A variable is a value.  Yes, it has a name, and it is the name that we use when we are programming.  But the variable name written in a program is no more a value than what I type next is an elephant: Elephant.

Variables Can Have Literal Values or Reference Values.

And a variable is always a value; sometime it is a literal value, and sometimes it is a reference value.  If the literal variable x is 3, then it’s value is 3 and its name is x.  If the reference variable y is “Hello”, then it’s value is whatever address “Hello” gets stored at, say 111AAA, and its name is y.

Variables Can Share the Same Name As Long As They Don’t Share the Same Scope.

Depending on where they are declared within a program, two or more variables could have the same name.  But this is only permitted if they have different scope.  If a variable of a certain name is declared within the scope of one method, then it’s Ok within the scope of another method for a variable to be called that same name.  Though the practice of naming multiple variables the same name is not a good idea.  Your variables should be precisely named, and unique.

The following will compile (and though garbage collection does take place anyway, a main reason it is Ok is scope):

```
public static void main(String[] args){
method1();
method2();
}

public static void method1(){
int x = 0;
}

public static void method2(){
int x = 99;
}

```
But the following will also compile - and garbage collection cannot be the reason – again, scope is the reason.
```
public static void main(String[] args){
method1();
}

public static void method1(){
int x = 0;
method2(x);
}

public static void method2(int x){
int x = 99;
}

```

In the above case, the x, which belongs to method1, is not yet garbage collected when method2 starts, but it is out of scope.

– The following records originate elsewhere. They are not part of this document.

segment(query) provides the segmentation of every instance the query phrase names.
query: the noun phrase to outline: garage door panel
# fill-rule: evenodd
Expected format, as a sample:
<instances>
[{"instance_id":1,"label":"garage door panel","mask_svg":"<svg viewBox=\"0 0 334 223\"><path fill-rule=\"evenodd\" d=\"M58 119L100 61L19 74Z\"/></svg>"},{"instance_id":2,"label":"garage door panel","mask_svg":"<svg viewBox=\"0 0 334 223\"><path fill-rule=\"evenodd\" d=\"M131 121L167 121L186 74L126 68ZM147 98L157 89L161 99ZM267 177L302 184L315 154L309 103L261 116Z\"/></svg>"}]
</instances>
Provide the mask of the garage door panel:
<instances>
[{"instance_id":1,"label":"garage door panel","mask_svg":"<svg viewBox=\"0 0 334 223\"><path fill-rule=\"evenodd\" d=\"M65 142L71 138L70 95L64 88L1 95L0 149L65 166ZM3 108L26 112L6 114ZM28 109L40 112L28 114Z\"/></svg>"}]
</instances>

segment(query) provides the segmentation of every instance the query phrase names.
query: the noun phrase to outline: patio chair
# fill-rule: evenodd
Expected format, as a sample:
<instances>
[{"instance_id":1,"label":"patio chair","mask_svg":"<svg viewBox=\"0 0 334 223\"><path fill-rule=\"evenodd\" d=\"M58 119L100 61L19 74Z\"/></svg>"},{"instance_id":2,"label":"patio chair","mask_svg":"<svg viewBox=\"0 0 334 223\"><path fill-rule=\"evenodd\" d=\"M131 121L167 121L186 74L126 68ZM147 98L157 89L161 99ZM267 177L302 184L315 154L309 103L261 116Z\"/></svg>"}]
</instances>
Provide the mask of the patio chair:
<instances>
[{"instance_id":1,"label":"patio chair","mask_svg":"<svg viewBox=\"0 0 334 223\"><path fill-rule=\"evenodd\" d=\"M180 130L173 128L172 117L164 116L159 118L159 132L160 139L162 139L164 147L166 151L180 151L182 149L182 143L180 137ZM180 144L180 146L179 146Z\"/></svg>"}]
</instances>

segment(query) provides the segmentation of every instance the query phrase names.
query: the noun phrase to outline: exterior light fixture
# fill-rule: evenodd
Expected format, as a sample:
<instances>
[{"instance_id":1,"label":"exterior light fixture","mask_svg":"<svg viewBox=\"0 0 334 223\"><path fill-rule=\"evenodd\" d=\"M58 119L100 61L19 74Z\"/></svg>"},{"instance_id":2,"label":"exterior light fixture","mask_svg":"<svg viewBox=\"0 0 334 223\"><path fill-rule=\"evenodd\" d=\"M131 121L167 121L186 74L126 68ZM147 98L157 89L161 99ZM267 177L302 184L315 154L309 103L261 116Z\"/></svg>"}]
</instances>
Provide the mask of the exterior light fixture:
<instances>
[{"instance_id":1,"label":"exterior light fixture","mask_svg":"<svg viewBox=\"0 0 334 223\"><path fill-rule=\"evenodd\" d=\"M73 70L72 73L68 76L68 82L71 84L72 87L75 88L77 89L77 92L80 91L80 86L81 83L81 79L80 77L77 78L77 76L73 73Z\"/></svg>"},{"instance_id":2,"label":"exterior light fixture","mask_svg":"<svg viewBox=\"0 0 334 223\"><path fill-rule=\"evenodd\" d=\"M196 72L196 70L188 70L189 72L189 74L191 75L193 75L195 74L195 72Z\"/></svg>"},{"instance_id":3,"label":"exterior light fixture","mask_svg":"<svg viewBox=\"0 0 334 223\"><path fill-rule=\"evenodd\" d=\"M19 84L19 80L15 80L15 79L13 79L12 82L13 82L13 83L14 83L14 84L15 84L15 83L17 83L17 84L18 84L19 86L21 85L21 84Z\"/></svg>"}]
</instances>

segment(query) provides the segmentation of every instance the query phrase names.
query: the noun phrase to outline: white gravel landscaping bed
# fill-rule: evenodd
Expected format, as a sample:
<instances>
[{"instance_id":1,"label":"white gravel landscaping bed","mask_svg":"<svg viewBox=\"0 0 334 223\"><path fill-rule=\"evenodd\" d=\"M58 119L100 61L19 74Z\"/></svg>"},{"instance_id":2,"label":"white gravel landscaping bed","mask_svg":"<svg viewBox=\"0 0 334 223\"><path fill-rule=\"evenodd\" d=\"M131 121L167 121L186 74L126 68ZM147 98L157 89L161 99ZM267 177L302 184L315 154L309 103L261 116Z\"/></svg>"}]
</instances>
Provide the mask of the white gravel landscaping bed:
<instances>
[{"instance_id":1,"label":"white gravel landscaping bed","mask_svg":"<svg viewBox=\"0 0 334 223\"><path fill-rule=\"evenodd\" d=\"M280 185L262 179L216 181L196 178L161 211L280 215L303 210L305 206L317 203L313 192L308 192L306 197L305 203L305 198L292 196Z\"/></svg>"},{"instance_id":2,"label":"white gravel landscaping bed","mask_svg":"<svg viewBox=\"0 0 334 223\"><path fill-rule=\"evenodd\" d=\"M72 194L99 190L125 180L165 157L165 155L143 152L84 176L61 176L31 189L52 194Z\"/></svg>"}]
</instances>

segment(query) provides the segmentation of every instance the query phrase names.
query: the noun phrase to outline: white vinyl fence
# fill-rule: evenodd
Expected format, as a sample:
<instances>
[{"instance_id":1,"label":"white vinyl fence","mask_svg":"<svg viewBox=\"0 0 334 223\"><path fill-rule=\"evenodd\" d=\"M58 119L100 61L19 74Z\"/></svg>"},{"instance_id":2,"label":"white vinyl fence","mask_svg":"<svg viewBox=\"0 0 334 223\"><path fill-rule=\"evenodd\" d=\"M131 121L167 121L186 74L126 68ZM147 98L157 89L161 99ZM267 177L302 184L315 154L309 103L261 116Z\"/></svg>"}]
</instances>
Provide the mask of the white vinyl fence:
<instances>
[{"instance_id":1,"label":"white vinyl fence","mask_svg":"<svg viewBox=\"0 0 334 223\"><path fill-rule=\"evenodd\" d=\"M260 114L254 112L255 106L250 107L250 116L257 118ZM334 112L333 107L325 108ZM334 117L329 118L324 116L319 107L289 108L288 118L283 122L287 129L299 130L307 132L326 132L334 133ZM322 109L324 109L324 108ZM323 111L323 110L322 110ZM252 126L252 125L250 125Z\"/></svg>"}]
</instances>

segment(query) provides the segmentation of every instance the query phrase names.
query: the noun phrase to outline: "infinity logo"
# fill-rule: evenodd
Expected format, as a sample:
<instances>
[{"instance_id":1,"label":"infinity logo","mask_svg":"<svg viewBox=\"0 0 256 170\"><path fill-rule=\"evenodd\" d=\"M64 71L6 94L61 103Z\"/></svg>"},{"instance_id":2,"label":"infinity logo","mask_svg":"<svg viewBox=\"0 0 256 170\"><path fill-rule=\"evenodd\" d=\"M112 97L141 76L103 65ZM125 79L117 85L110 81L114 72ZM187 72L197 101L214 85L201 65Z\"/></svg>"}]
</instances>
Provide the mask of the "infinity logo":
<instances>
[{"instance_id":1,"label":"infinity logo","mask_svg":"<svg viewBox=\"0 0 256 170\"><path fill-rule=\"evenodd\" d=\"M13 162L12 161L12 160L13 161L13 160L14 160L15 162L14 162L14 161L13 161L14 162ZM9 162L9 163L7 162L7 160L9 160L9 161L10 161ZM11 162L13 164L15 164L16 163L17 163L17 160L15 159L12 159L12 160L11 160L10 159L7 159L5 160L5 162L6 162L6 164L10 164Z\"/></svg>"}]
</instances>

Global variables are the always an example of variables whose names cannot be used again elsewhere in that class.  This is because they are defined within the braces of the whole class, so everywhere within the class those variables are still in scope.

The other time variables names cannot be re-defined is any time you have braces within braces, as commonly happens with loop and conditional structures.  The following example demonstrates this:

public void methodWithLotsOfBraces(){

```
int x = 0;
if(true){
int x = 99;  //Not permitted, x is still within scope.
int x1 = 99;
for(int i = 0;  i < 100; i++){
System.out.println(x1);
int x = 22; //Not permitted, x is still within scope.
int x2 = 22;
}
}

```

And note that the issue of scope usually doesn’t come up regarding the re-using of a variable name that’s already been used.  (Again, you shouldn’t be doing that anyway; you should be using unique, descriptive names for each of your variables.)  The issue of scope is usually that you can’t access the variable because it is out of scope.

So the scope question is: “Are we still within the braces where the variable was defined?  If so, then the variable is still in scope, and can still be used.